Hedley was here, too, and Hyacinth, both staunchly clapping like someone had dared them not to.

  “What’s…?” I hesitated, searching their expressions for more clues, but I couldn’t make sense of the applause or the widely varying looks on everyone’s faces. “What’s going on?”

  “You won the Spring Flower Festival on behalf of the palace, and that self-important cocklebur upstairs won’t give you a shred of credit for it,” Jonquil said.

  I stared at him. Out of everyone in the kingdom, Jonquil was the last person I would have expected to support me.

  Well, second to last.

  “We’re none too pleased with what happened today,” the cook said. “We know you didn’t cheat. And we thought you ought to know that we know.”

  Myrtle nodded, jaw still set in a square line.

  “You’d never do something like that,” Daisy said with absolute conviction. “The duke’s only acting like that because the princess likes you, and he’s jealous.”

  Another of the maids elbowed her in the ribs, and she stumbled to the side and hissed “What?” at the girl who’d nudged her.

  I gaped around the crowded room. A lump rose up in my throat, but there was confusion there, too.

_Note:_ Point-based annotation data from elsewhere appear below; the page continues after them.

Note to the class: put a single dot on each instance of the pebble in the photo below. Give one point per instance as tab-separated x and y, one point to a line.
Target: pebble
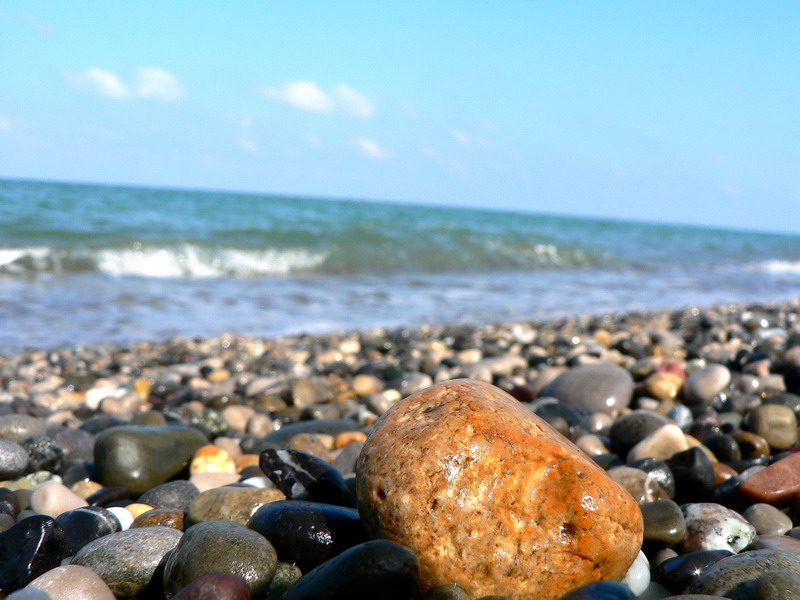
767	519
599	388
72	582
308	533
711	526
127	560
375	569
231	503
142	457
220	547
777	424
463	451
13	459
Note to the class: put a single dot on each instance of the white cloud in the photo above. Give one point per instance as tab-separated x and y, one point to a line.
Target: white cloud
461	137
151	82
353	102
304	95
154	82
247	145
100	82
370	148
307	95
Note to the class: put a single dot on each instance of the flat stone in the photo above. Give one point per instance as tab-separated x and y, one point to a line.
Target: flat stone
308	533
142	457
53	498
220	547
231	503
13	459
711	526
28	549
777	484
664	524
702	385
767	519
72	582
526	500
735	577
662	444
776	423
376	569
127	560
602	387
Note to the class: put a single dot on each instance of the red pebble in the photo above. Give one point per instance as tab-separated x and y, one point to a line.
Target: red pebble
777	484
215	586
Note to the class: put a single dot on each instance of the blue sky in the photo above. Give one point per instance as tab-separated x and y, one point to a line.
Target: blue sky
683	112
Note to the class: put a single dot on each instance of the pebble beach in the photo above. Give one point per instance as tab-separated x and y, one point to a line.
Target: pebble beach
228	467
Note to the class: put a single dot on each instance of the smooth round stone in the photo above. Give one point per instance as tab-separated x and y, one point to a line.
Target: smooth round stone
231	503
602	387
658	470
751	444
628	430
735	577
163	517
220	547
286	575
19	427
142	457
640	485
703	385
53	498
376	569
776	485
308	533
711	526
776	423
638	576
13	459
767	519
84	525
601	590
173	494
525	499
31	547
783	584
664	523
127	560
72	582
215	586
661	444
676	573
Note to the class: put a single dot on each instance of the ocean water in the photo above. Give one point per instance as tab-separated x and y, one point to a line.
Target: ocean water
87	264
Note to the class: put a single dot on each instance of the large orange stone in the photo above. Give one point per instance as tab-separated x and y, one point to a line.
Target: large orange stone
489	496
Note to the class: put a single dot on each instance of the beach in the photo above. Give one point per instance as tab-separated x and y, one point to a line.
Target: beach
706	370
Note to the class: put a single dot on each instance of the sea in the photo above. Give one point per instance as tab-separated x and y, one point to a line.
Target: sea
97	264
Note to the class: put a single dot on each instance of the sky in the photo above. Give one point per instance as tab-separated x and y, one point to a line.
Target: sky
683	112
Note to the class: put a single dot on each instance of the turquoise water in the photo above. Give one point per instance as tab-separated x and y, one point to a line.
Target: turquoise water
87	263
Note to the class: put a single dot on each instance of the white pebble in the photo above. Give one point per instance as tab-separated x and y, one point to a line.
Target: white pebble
638	576
123	515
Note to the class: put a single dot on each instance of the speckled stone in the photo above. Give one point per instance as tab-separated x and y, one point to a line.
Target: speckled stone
602	387
767	519
72	582
143	457
462	451
127	560
711	526
231	503
220	547
735	577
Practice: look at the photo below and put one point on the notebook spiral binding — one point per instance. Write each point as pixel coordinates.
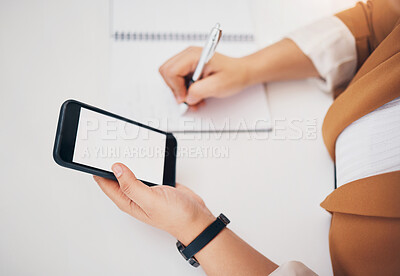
(146, 36)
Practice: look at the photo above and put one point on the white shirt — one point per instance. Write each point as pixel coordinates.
(368, 146)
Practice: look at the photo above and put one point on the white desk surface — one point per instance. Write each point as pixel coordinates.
(55, 221)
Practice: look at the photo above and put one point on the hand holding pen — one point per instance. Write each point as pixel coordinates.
(211, 75)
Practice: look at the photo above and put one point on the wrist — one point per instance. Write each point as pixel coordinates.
(193, 228)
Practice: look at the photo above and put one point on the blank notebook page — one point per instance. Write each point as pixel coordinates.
(144, 34)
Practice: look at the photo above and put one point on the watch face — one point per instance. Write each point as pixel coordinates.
(194, 262)
(224, 219)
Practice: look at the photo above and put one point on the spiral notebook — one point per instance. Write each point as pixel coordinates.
(145, 34)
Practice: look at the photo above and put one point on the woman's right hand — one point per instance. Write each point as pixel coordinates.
(222, 76)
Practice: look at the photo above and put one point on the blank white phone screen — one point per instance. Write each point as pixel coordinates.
(102, 140)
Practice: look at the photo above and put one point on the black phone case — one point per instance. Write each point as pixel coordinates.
(83, 168)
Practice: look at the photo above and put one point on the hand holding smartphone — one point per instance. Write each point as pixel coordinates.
(90, 140)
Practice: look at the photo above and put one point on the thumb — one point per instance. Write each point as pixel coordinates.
(133, 188)
(202, 89)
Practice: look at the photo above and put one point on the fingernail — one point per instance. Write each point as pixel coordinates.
(117, 170)
(190, 100)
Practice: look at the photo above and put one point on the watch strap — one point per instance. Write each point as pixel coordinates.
(205, 237)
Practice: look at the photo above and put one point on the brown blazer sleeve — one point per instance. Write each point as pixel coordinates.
(370, 23)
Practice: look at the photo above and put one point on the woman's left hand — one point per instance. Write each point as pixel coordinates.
(179, 211)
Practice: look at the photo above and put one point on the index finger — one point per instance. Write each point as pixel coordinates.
(176, 69)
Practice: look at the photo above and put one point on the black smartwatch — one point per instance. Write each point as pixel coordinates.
(202, 240)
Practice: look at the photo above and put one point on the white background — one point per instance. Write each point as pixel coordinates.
(55, 221)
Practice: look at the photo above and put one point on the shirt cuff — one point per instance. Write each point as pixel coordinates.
(293, 268)
(332, 49)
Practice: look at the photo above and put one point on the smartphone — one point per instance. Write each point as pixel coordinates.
(90, 140)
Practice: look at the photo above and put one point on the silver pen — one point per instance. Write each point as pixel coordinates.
(207, 53)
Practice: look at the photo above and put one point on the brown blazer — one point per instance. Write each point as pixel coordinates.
(364, 236)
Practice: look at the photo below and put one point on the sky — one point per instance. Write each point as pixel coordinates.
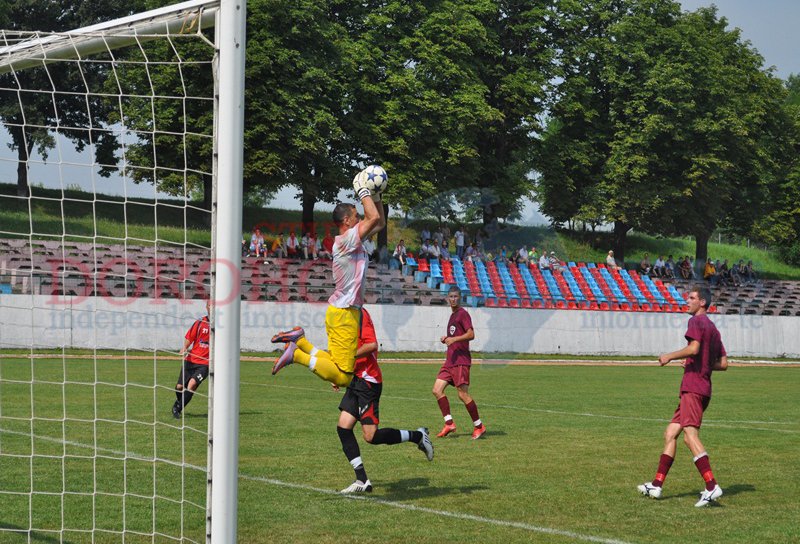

I looked from Jonquil to Chervil to Linden and shook my head a little.

  “I don’t understand,” I said. “You guys hate me.”

  Linden pressed his thin lips together. “That might be,” he said. “You and I don’t always see eye to eye.”

  “That’s one way of putting it,” Jonquil muttered.

  Linden spoke over the interruption. “Even if we don’t agree with the way things have been run lately, we know you’re doing your best. You wouldn’t cheat, not at something like this.”

  “An insult to you is an insult to us all,” Jonquil said.

  “Basically, they’re saying that they’re the only ones that can call you names,” Reed said.

  I jumped. I hadn’t heard him come in behind me.

  “You represent Floris,” said the head housekeeper, Mrs. Almond, “and Floris does not cheat in flower competitions.” She smoothed the front of her skirt. “We don’t have to.”

  I blinked around at all of them. “Thank you. All of you.”

  That didn’t seem like enough, those little words. I opened my mouth, searching for more that would convey the sense of surprised warmth blooming in my torso, but Hedley, seeming to see I was in trouble, clapped his hands.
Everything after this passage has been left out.